Como se vê, construir em terreno de marinha é possível, desde que, autorizada pelo Poder Público.
Para isso, o interessado em construir em terreno de marinha deve procurar os órgãos públicos municipais para verificar a viabilidade de construção, que deve obedecer o plano diretor municipal, e além disso, respeitar a legislação ambiental e códigos de obras.

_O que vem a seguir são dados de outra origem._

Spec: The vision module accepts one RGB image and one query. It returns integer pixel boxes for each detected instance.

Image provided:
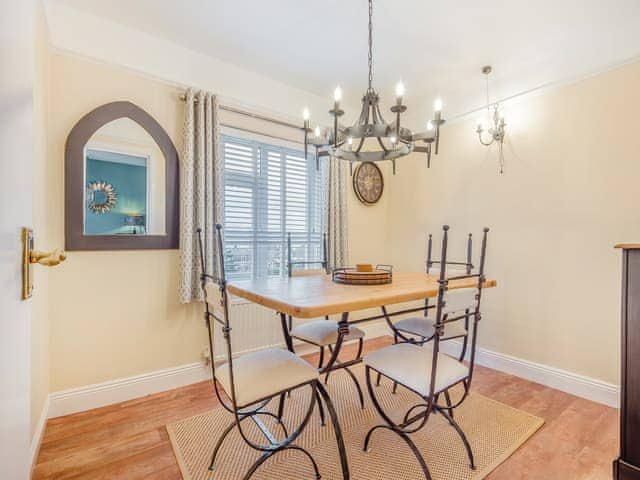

Em alguns casos, também será necessário realizar o licenciamento ambiental.
Conclusão
A construção em terrenos de marinha – em especial por se tratarem, frequentemente, de áreas de preservação permanente – deve ser autorizada pelo órgão competente, e, como parte dos requisitos para a autorização, obedecer à legislação ambiental.
Logo, quem possui títulos de ocupação da área de marinha e pretende construir, deve possuir autorização da União para construir no local.
Frise-se que não deter tal autorização, implica na penalidade de demolição da construção, conforme se extrai do supracitado art. 6º do Decreto-lei nº 2.398/87.